I don't know if he was unable to reach the other orphans in time, but none of them appeared or so much as sent a note. This made me angry, it seemed so ungrateful, but perhaps they
had all moved away. Once girls were twenty-one, or boys twenty-four, we were no longer wards of the hospital and were free to do whatever we liked with our lives. And the funeral was lovely, even without those others. The entire village came, and the hospital sent a wreath of white roses and ivy to lay on top of the casket. The church was decorated with holly and swags of pine, and the Misses Bray had provided two enormous pillar candles of beeswax for the altar. The smell of pine and honey filled the little church. Afterwards, they hosted a lunch at the White Horse Inn for all who wished to come. My father sat at the head of one of the long tables, but like a sleepwalker, he hardly seemed to know where he was. Snow fell silently outside, and we walked home hand in hand through the muffled world. Soon it was the New Year, and it seemed impossible that we could go on without her.

My father seemed suddenly bent and old, although he was not much past fifty. He almost never spoke unless I addressed him first.
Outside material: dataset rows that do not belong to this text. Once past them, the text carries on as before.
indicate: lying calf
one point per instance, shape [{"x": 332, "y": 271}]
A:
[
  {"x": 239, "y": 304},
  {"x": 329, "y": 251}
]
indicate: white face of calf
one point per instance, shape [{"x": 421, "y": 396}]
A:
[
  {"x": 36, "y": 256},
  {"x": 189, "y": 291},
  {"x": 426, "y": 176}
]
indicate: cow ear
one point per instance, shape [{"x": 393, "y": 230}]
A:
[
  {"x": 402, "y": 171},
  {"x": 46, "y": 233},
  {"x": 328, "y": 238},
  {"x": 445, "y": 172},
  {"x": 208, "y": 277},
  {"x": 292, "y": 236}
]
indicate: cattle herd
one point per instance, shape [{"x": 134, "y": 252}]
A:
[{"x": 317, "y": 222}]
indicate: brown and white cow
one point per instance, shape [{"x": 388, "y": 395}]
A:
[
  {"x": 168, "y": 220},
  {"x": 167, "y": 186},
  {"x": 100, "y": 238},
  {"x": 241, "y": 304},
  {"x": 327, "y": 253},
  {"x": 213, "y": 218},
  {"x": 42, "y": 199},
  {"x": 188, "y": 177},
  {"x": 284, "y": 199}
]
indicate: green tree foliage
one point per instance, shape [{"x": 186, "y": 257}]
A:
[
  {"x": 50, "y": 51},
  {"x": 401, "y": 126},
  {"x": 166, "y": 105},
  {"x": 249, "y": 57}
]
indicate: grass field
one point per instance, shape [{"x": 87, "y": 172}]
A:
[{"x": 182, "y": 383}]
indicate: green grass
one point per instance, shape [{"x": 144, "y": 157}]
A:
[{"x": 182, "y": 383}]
In truth, he did not have enough to occupy him, and so he brooded. I think, if he had not considered it a sin, he would have joined Mother.

I began to read to him, of an evening, from
Robinson Crusoe,
and this cheered him a bit. He found it admirable the way Crusoe managed to make a life for himself on that desolate island. I told him Mr. Dickens said the story was based on a real man and a real shipwreck.

“You don't say so — a real man?”

“Yes, Father, and he really did all those things.”

“Oh my! And that black fellow, Friday, was he there too?

“I don't know about Friday. I think so.”

He sighed. “I feel like that — shipwrecked — since she
went. But perhaps you are my Man Friday, Hattie, here to keep me company?”